この高揚、胸の高鳴りは、抑え切れそうに無い……。
ジェネシスにはそれぞれ色と、それに対応したランクがある。
精神状態、性格、意志、欲求、様々な要因が絡まり合い、その人間が持つジェネシスが決定される。
快楽殺人鬼の領域は紫のSS、殺人鬼の領域は赤のS、囚人の領域は藍の特A、模範囚の領域は青のA、反逆者の領域は黄色のB、労働者の領域は水色のC、愚者の領域は緑色のD、善人の領域は灰色のE、聖人の領域は純白のF。

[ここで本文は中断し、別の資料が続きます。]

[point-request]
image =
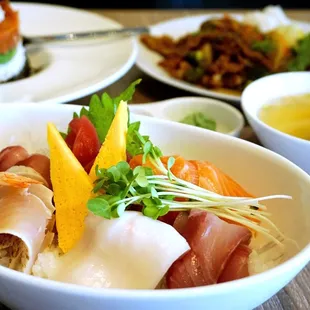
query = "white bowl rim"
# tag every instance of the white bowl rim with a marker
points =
(245, 103)
(301, 258)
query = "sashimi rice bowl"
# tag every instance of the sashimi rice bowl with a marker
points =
(104, 209)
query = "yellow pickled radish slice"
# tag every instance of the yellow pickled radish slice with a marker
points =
(72, 189)
(113, 149)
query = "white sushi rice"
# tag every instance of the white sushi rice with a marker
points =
(15, 65)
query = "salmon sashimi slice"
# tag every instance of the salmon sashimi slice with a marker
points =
(9, 28)
(237, 267)
(198, 172)
(201, 173)
(213, 242)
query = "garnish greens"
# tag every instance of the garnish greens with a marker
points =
(120, 186)
(102, 110)
(301, 61)
(199, 119)
(265, 46)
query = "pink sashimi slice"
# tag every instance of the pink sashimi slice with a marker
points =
(237, 266)
(212, 242)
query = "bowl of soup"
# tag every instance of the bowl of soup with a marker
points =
(278, 109)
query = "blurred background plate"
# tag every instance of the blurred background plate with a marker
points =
(147, 60)
(68, 71)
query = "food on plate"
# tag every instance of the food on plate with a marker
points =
(289, 114)
(13, 59)
(226, 53)
(199, 119)
(118, 213)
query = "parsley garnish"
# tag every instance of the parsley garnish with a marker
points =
(120, 186)
(101, 111)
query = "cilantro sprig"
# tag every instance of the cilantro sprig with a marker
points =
(120, 186)
(101, 110)
(123, 187)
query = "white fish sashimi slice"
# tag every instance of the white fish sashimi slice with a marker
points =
(132, 252)
(44, 193)
(23, 220)
(28, 172)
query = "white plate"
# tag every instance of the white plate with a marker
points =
(147, 60)
(73, 71)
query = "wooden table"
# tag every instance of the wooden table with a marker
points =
(295, 295)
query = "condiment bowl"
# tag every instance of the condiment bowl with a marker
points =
(259, 170)
(265, 90)
(229, 120)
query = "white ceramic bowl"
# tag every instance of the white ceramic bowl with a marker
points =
(229, 119)
(261, 171)
(261, 92)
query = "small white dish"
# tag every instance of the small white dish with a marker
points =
(147, 60)
(229, 120)
(69, 71)
(262, 92)
(261, 171)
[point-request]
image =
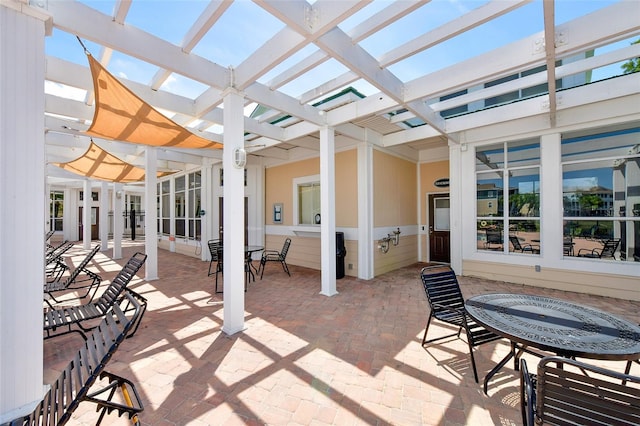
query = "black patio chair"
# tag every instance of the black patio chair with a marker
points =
(215, 247)
(494, 236)
(81, 319)
(447, 305)
(89, 281)
(276, 256)
(608, 249)
(87, 369)
(523, 248)
(566, 391)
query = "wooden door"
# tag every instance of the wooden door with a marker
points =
(439, 230)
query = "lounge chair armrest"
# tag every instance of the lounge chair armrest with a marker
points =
(587, 251)
(450, 309)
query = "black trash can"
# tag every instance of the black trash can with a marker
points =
(341, 252)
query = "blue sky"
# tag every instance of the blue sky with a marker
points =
(245, 27)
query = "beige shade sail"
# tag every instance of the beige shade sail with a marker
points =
(121, 115)
(97, 163)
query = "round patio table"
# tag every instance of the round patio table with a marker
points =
(553, 325)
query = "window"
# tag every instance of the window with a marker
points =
(195, 205)
(180, 206)
(306, 198)
(508, 197)
(164, 207)
(601, 194)
(56, 210)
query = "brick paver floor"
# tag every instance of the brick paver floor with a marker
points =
(304, 359)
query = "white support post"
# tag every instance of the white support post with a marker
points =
(456, 205)
(328, 211)
(365, 211)
(118, 220)
(172, 216)
(22, 209)
(104, 216)
(551, 226)
(151, 213)
(233, 192)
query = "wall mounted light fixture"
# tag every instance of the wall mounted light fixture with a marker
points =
(385, 243)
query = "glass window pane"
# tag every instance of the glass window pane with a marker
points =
(489, 197)
(180, 204)
(523, 153)
(180, 183)
(309, 204)
(524, 193)
(490, 157)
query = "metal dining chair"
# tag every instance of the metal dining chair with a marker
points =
(447, 305)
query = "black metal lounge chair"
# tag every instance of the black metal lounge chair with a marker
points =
(608, 250)
(276, 256)
(566, 391)
(447, 304)
(55, 265)
(77, 319)
(523, 248)
(75, 383)
(90, 281)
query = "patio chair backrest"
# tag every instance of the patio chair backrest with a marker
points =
(73, 385)
(573, 392)
(215, 248)
(516, 242)
(120, 282)
(609, 248)
(81, 267)
(443, 290)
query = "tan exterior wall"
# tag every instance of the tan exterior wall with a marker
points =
(305, 251)
(429, 173)
(620, 286)
(404, 254)
(279, 187)
(395, 198)
(394, 188)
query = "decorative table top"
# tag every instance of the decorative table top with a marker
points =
(559, 326)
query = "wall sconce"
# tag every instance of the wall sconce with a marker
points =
(385, 243)
(239, 158)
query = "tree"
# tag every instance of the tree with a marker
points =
(632, 65)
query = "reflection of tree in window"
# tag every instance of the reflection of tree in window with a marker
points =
(308, 203)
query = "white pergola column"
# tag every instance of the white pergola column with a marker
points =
(328, 211)
(233, 192)
(104, 216)
(172, 215)
(22, 209)
(86, 214)
(365, 211)
(118, 220)
(151, 213)
(551, 221)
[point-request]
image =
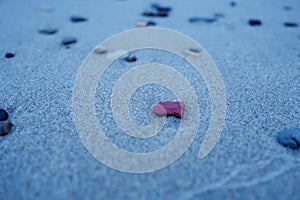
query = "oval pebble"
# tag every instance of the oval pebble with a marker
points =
(48, 31)
(100, 50)
(76, 18)
(3, 115)
(9, 55)
(289, 138)
(254, 22)
(5, 127)
(130, 58)
(68, 40)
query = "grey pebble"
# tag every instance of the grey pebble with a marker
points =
(68, 40)
(289, 138)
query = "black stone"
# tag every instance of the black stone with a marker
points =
(149, 14)
(202, 19)
(48, 31)
(130, 59)
(68, 40)
(3, 115)
(151, 23)
(233, 4)
(9, 55)
(161, 8)
(287, 7)
(5, 127)
(76, 19)
(254, 22)
(290, 24)
(289, 138)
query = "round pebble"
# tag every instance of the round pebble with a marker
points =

今まで生きていて、僕は純白のFランクには会ったことが無い。きっとこの世には存在しない、幻の生き物なのだと、今ではそう思う。だが……。
ヒコ助、リリー、骸骨、ヒキガエル、いばら姫、そして花子。
もう、見つけてある。花子にはああ言ったが、実は力はもう"分けて"ある。
6人の快楽殺人鬼がこの先、一体どんな破壊美を見せてくれるのか。
……そして、僕の最初で最後の失敗作。
――――オメガ。次に会うとき、君はどんな顔をするんだろう。
――――とても、楽しみだ。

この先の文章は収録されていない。